Why This Recipe Works

  • One-pan wonder: Everything bakes in a single dish, so you can sip tea while the oven does the work.
  • Lemon double-duty: Zest and juice brighten the creamy sauce without heavy cream.
  • Protein-packed greens: Eight cups of spinach wilt into silky ribbons, sneaking nutrients into every bite.
  • Holiday leftover hero: Rotisserie or roasted turkey both work, slashing waste and time.
  • Make-ahead magic: Assemble the night before; bake when hunger strikes.
  • Freezer friendly: Portion, wrap, and freeze for up to two months of future comfort.
  • Family customizable: Swap in gluten-free breadcrumbs or dairy-free cheese—no flavor lost.

Ingredients You'll Need

Ingredients

Great comfort food starts with great groceries.
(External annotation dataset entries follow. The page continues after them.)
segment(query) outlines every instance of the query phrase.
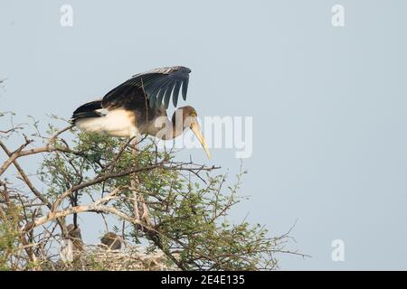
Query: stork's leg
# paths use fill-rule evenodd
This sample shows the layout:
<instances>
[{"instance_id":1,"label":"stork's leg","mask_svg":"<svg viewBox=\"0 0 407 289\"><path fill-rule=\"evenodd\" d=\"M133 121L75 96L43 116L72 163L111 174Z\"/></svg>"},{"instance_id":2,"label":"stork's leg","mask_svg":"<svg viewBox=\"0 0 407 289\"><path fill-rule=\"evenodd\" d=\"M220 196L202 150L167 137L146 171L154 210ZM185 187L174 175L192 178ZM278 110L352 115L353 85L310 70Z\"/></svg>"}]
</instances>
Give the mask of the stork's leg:
<instances>
[{"instance_id":1,"label":"stork's leg","mask_svg":"<svg viewBox=\"0 0 407 289\"><path fill-rule=\"evenodd\" d=\"M133 147L133 154L136 156L138 154L138 142L140 139L138 132L135 131L132 134L133 140L131 141L131 145ZM136 173L130 178L130 185L133 191L133 209L134 209L134 214L135 218L138 220L145 219L146 222L149 223L149 218L148 218L148 208L146 205L146 201L144 200L144 197L139 194L139 181L138 177ZM138 201L140 201L141 205L141 217L140 217L140 210L138 208Z\"/></svg>"}]
</instances>

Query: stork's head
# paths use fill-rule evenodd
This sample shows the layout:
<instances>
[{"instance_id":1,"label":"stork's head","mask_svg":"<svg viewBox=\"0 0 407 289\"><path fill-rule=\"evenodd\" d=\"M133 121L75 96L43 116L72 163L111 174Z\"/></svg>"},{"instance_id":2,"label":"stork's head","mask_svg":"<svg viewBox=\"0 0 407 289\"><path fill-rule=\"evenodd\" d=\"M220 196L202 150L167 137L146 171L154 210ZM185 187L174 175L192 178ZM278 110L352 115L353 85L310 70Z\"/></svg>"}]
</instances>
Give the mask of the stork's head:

Below I’ve listed each component, why it matters, and the easiest swaps so you can shop your fridge first.

Protein

Cooked chicken: Three cups of shredded meat from a store-bought rotisserie bird keeps life simple, but leftover roasted turkey, duck, or even canned white-meat chicken in water (drained well) all work. Aim for bite-size shreds rather than big chunks so every forkful includes a little protein.

Greens

Baby spinach: Eight cups sound scary, but it wilts to roughly two cups once baked. Look for deep-green leaves without moisture inside the clamshell; yellowing stems signal age. If you only have frozen spinach, thaw and squeeze bone-dry before measuring.

Dairy (or Not)

Ricotta: Whole-milk ricotta gives that lasagna-like creaminess without floury béchamel. Part-skim works, but avoid fat-free—it turns grainy. Dairy-free? Swap in an equal amount of almond-milk ricotta or soft silken tofu blitzed with 2 tsp nutritional yeast for cheesy notes.
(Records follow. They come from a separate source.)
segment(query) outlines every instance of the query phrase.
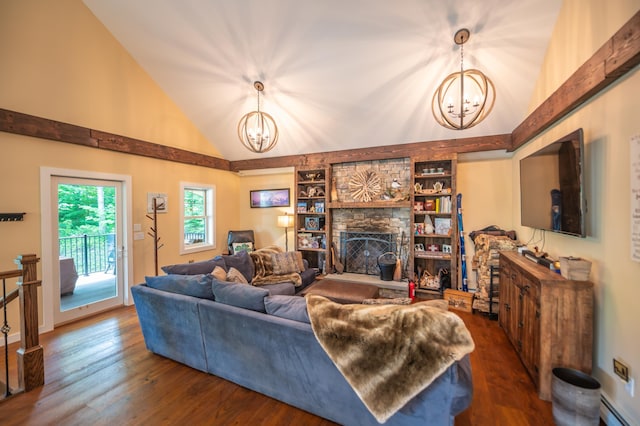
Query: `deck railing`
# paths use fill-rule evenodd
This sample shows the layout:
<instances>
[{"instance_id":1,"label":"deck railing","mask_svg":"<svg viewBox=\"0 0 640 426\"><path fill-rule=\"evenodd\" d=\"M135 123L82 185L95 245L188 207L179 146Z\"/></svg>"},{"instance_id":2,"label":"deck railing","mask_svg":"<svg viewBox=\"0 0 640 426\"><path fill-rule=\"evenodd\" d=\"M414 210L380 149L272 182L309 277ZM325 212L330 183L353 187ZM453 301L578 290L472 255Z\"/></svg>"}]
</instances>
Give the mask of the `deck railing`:
<instances>
[{"instance_id":1,"label":"deck railing","mask_svg":"<svg viewBox=\"0 0 640 426\"><path fill-rule=\"evenodd\" d=\"M104 272L115 259L115 234L79 235L60 238L60 257L72 257L78 273Z\"/></svg>"}]
</instances>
Mozzarella & Parmesan: Freshly shredded mozzarella melts into dreamy pulls; pre-shredded is fine in a pinch. For the Parm, grate it off the wedge—those shelf-stable shakers contain anti-caking agents that muddy the sauce.

Aromatics & Seasonings

Lemon: One large organic lemon supplies about 1 Tbsp zest and 3 Tbsp juice. Scrub the skin well; waxed lemons can taste bitter. If you’re out, two small limes work, but decrease juice to 2 Tbsp—limes are tarter.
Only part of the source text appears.